Nelson has seen soil erosion cut down “considerably,” reduced his fuel use by 67% and built up his organic matter from 2.1% to 2.4%.
“My yields have gone up. I’m not beating anyone in the county on wheat yields, but I’m still happy with it,” Nelson says.
Nelson believes that he, along with other no-tillers, are more cutting edge.
“We always strive for something better,” Nelson says. “We (as farmers) always try to figure out the problem and try to do it better.”
Daryl Larson of McPherson, Kan., started switching to no-till in 2004 and is now 99% no-till. The two biggest things Larson has seen is fuel savings and moisture conservation.

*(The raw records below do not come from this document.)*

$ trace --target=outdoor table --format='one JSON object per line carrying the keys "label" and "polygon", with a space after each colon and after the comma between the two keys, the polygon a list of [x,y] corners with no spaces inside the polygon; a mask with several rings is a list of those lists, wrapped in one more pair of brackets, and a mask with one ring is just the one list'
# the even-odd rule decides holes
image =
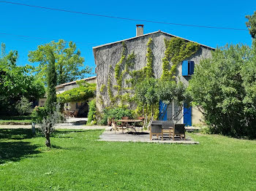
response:
{"label": "outdoor table", "polygon": [[[127,129],[128,128],[128,123],[129,122],[143,122],[143,120],[117,120],[118,122],[126,122],[126,125],[127,125]],[[129,128],[132,128],[133,130],[135,130],[135,127],[134,126],[129,126]]]}
{"label": "outdoor table", "polygon": [[75,112],[69,112],[69,116],[71,117],[74,117],[74,115],[75,115]]}

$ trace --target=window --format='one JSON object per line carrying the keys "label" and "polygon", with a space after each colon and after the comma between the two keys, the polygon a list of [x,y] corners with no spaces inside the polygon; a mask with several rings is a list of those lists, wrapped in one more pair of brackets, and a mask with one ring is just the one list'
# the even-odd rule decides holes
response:
{"label": "window", "polygon": [[195,63],[192,61],[184,61],[182,62],[182,76],[191,76],[194,74]]}
{"label": "window", "polygon": [[167,120],[179,121],[181,118],[181,111],[178,104],[175,101],[170,103],[167,107]]}

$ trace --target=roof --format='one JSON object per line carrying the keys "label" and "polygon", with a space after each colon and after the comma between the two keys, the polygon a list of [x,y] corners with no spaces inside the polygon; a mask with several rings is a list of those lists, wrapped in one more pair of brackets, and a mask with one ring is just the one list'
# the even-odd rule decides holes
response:
{"label": "roof", "polygon": [[78,80],[75,80],[75,81],[72,81],[72,82],[69,82],[58,85],[56,87],[56,88],[57,87],[64,87],[64,86],[68,85],[76,84],[76,82],[77,81],[80,81],[80,80],[88,81],[88,80],[94,79],[96,79],[96,78],[97,78],[97,77],[87,77],[87,78],[84,78],[84,79],[78,79]]}
{"label": "roof", "polygon": [[137,38],[140,38],[140,37],[142,37],[142,36],[148,36],[148,35],[154,34],[157,34],[157,33],[162,33],[162,34],[166,34],[166,35],[170,36],[181,38],[181,39],[184,39],[186,41],[193,42],[195,43],[197,43],[197,44],[200,44],[202,47],[205,47],[206,48],[209,48],[209,49],[211,49],[211,50],[215,50],[215,48],[214,48],[214,47],[211,47],[209,46],[207,46],[207,45],[198,43],[197,42],[194,42],[194,41],[191,41],[191,40],[189,40],[189,39],[184,39],[184,38],[181,38],[180,36],[176,36],[176,35],[173,35],[173,34],[171,34],[165,33],[165,32],[161,31],[160,30],[158,31],[146,34],[143,34],[143,35],[132,37],[132,38],[129,38],[129,39],[124,39],[124,40],[121,40],[121,41],[117,41],[117,42],[110,42],[110,43],[105,44],[102,44],[102,45],[94,47],[93,49],[95,50],[95,49],[97,49],[97,48],[99,48],[99,47],[105,47],[105,46],[111,45],[111,44],[116,44],[116,43],[122,42],[124,41],[129,41],[129,40],[135,39],[137,39]]}

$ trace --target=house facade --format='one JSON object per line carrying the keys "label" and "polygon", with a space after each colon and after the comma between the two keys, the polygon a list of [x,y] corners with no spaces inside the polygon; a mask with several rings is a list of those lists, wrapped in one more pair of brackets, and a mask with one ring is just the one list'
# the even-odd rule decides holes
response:
{"label": "house facade", "polygon": [[[137,36],[135,37],[93,48],[97,79],[97,108],[99,112],[102,112],[105,107],[111,105],[113,101],[117,104],[122,103],[119,96],[128,95],[129,91],[130,93],[129,96],[132,97],[132,91],[129,90],[131,86],[128,82],[132,78],[130,74],[132,71],[139,71],[146,66],[147,47],[150,39],[152,41],[151,47],[153,54],[152,69],[154,76],[156,78],[161,77],[163,71],[162,58],[165,57],[165,51],[166,50],[165,39],[170,40],[171,38],[177,38],[178,36],[161,31],[143,34],[143,26],[137,26]],[[191,42],[188,39],[182,39],[187,42]],[[125,45],[125,50],[124,50],[124,44]],[[188,73],[189,71],[186,71],[185,70],[193,69],[191,68],[191,66],[198,64],[202,58],[211,58],[211,51],[214,50],[214,48],[208,46],[201,44],[199,44],[199,45],[198,50],[194,55],[186,58],[187,61],[180,63],[176,68],[176,76],[178,80],[186,85],[188,85],[190,75],[189,74],[186,74],[186,72]],[[132,67],[127,69],[125,64],[122,63],[121,59],[124,54],[125,54],[126,58],[133,55]],[[190,66],[189,66],[189,64],[191,65]],[[188,67],[190,68],[188,69]],[[117,77],[117,70],[119,77]],[[121,79],[120,79],[121,77]],[[121,82],[120,82],[120,80]],[[120,86],[121,88],[120,88]],[[124,104],[128,104],[131,109],[135,106],[130,103]],[[161,105],[161,103],[159,103],[159,105]],[[159,112],[161,112],[160,107],[161,106],[159,106]],[[177,108],[176,104],[172,103],[167,106],[167,112],[163,114],[165,115],[163,119],[170,120],[170,117],[178,110],[178,108]],[[186,114],[187,114],[181,117],[177,122],[182,123],[184,122],[184,120],[187,121],[190,120],[188,125],[191,125],[192,123],[200,123],[202,120],[202,115],[196,108],[192,108],[190,111],[186,111]],[[187,120],[184,119],[186,117],[187,118]]]}
{"label": "house facade", "polygon": [[[82,79],[80,80],[86,82],[88,83],[97,83],[96,77],[88,77],[88,78]],[[75,87],[78,87],[79,85],[77,84],[76,81],[61,84],[56,87],[56,94],[58,95],[67,90],[69,90]],[[46,101],[46,98],[40,98],[39,100],[38,105],[40,106],[43,106],[45,105],[45,101]],[[66,104],[67,104],[67,108],[69,109],[69,111],[74,112],[76,116],[87,117],[87,114],[89,112],[88,101],[70,102],[70,103],[67,103]]]}

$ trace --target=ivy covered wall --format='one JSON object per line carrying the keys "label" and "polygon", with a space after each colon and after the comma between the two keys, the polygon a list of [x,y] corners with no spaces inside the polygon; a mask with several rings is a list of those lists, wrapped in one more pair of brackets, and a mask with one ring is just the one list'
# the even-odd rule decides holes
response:
{"label": "ivy covered wall", "polygon": [[[102,112],[106,106],[120,104],[127,105],[130,109],[135,109],[136,105],[132,101],[132,83],[136,82],[134,80],[138,77],[143,78],[147,76],[161,78],[163,77],[163,69],[172,70],[172,58],[167,58],[169,64],[164,65],[165,58],[168,53],[167,43],[171,42],[172,38],[176,37],[159,31],[94,47],[97,77],[97,109]],[[184,42],[188,44],[187,50],[192,48],[192,51],[188,51],[188,56],[176,55],[174,56],[174,59],[187,58],[187,59],[192,60],[197,64],[201,58],[211,56],[211,48],[195,46],[193,43],[184,40],[181,42],[179,40],[177,41],[177,43],[181,45]],[[171,48],[169,47],[169,49],[172,50]],[[175,74],[178,77],[178,80],[187,84],[187,79],[181,76],[181,63],[178,62],[176,65]]]}

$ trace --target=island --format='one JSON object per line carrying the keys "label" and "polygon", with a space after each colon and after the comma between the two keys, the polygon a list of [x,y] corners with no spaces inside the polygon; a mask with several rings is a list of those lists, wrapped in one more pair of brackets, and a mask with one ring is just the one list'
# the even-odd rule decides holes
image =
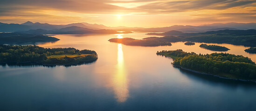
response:
{"label": "island", "polygon": [[214,51],[226,51],[230,50],[228,48],[226,48],[225,47],[215,45],[208,45],[206,44],[201,44],[199,46],[199,47],[202,48],[206,49],[208,49],[209,50],[214,50]]}
{"label": "island", "polygon": [[173,66],[188,71],[225,79],[256,80],[255,62],[242,56],[223,53],[198,55],[182,49],[158,51],[157,54],[172,57]]}
{"label": "island", "polygon": [[150,40],[138,40],[131,38],[111,38],[109,40],[111,42],[120,43],[126,45],[141,46],[171,46],[172,43],[163,41]]}
{"label": "island", "polygon": [[93,30],[76,26],[60,29],[46,30],[42,29],[31,29],[27,31],[17,31],[21,33],[41,34],[127,34],[133,33],[130,31],[118,31],[110,29]]}
{"label": "island", "polygon": [[185,43],[184,43],[184,44],[185,44],[186,45],[194,45],[195,44],[194,43],[188,42]]}
{"label": "island", "polygon": [[36,45],[0,45],[1,64],[38,64],[46,66],[72,65],[95,61],[93,50],[73,48],[44,48]]}
{"label": "island", "polygon": [[256,54],[256,47],[250,47],[249,49],[245,49],[244,51],[245,51],[247,52],[249,52],[249,53]]}
{"label": "island", "polygon": [[164,36],[149,37],[143,39],[163,40],[165,42],[193,42],[206,43],[228,43],[244,46],[256,47],[256,30],[224,30],[201,33],[184,33],[171,31],[164,33],[151,33],[147,35]]}
{"label": "island", "polygon": [[60,39],[42,34],[23,33],[0,33],[0,44],[35,43],[54,42]]}

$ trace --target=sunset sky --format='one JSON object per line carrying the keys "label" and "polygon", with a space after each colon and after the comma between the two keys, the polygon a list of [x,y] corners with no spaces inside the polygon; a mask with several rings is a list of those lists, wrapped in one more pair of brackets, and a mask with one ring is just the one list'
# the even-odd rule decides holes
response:
{"label": "sunset sky", "polygon": [[155,27],[256,22],[256,0],[1,0],[0,22]]}

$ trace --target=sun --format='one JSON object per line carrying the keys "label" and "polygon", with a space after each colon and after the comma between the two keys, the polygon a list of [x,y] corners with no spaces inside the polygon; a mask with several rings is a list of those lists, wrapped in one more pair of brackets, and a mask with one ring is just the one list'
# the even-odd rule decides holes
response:
{"label": "sun", "polygon": [[122,15],[117,15],[117,17],[118,17],[118,19],[121,19],[121,18],[122,17]]}

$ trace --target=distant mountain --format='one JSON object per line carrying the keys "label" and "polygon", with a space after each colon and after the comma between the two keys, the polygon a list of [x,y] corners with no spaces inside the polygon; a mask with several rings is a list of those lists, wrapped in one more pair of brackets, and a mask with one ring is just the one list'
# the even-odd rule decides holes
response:
{"label": "distant mountain", "polygon": [[51,25],[48,23],[33,23],[27,21],[21,24],[5,24],[0,23],[0,32],[13,32],[24,31],[29,30],[41,29],[46,30],[59,30],[61,28],[78,26],[92,30],[115,30],[120,31],[134,31],[144,32],[166,32],[169,31],[177,31],[186,33],[203,32],[221,30],[248,30],[256,29],[256,23],[226,24],[214,23],[205,24],[199,26],[175,25],[169,27],[145,28],[143,27],[128,27],[125,26],[108,27],[103,25],[90,24],[85,22],[73,23],[64,25]]}
{"label": "distant mountain", "polygon": [[34,23],[32,22],[30,22],[29,21],[28,21],[28,22],[26,22],[24,23],[21,24],[21,25],[34,25]]}
{"label": "distant mountain", "polygon": [[46,30],[43,29],[36,29],[18,32],[41,34],[118,34],[132,33],[131,31],[119,32],[113,30],[93,30],[75,26],[62,28],[58,30]]}
{"label": "distant mountain", "polygon": [[[226,29],[226,28],[223,28]],[[217,30],[217,29],[216,29]],[[181,31],[171,31],[164,33],[149,33],[146,34],[149,35],[157,35],[163,36],[194,36],[202,35],[212,35],[216,34],[218,35],[232,35],[232,36],[250,36],[256,35],[256,30],[250,29],[248,30],[224,30],[217,31],[210,31],[205,32],[201,33],[184,33]]]}
{"label": "distant mountain", "polygon": [[[168,32],[168,33],[167,33]],[[177,33],[178,32],[178,33]],[[158,34],[168,34],[164,37],[150,37],[145,40],[169,42],[193,42],[207,43],[226,43],[234,45],[256,47],[256,30],[225,30],[202,33],[180,33],[171,31]],[[178,35],[180,34],[180,35]],[[173,35],[176,36],[173,36]]]}

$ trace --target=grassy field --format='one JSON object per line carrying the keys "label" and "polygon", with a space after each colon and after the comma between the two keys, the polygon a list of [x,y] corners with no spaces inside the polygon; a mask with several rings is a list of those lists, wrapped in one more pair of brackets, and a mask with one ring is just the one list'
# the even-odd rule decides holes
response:
{"label": "grassy field", "polygon": [[79,56],[86,56],[88,55],[91,55],[90,54],[82,54],[81,55],[79,55],[77,54],[63,54],[63,55],[52,55],[50,56],[48,56],[48,58],[61,58],[62,57],[65,57],[65,56],[67,56],[67,57],[70,57],[70,58],[75,58]]}

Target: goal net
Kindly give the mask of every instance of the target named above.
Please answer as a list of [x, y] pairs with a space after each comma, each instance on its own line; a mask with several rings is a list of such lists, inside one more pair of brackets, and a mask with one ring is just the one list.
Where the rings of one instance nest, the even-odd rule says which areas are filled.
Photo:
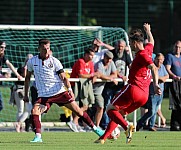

“There’s been some issues,” Larson says. “If the ground is wet, you have to have patience and wait for the right conditions.”
During dry years, Larson has seen better yields because the soil doesn’t dry out as fast.
The biggest cost for Larson was the initial costs to buy the planting equipment. He has spent money on chemicals, but saved on fuel.
“It (buying the planter) takes a chunk out of crops’ profit the first few years,” Larson says.
Larson says he feels like he is doing his part on cutting down air pollution. No-till has allowed Larson to farm a “few more” acres and become more active in the agriculture community.
“I have more free time to enjoy different things in life,” Larson says.
Larson agrees that crop rotation is extremely important. He would like to have one more crop to rotate. Next year, he hopes to try radishes to add more organic matter to his soil.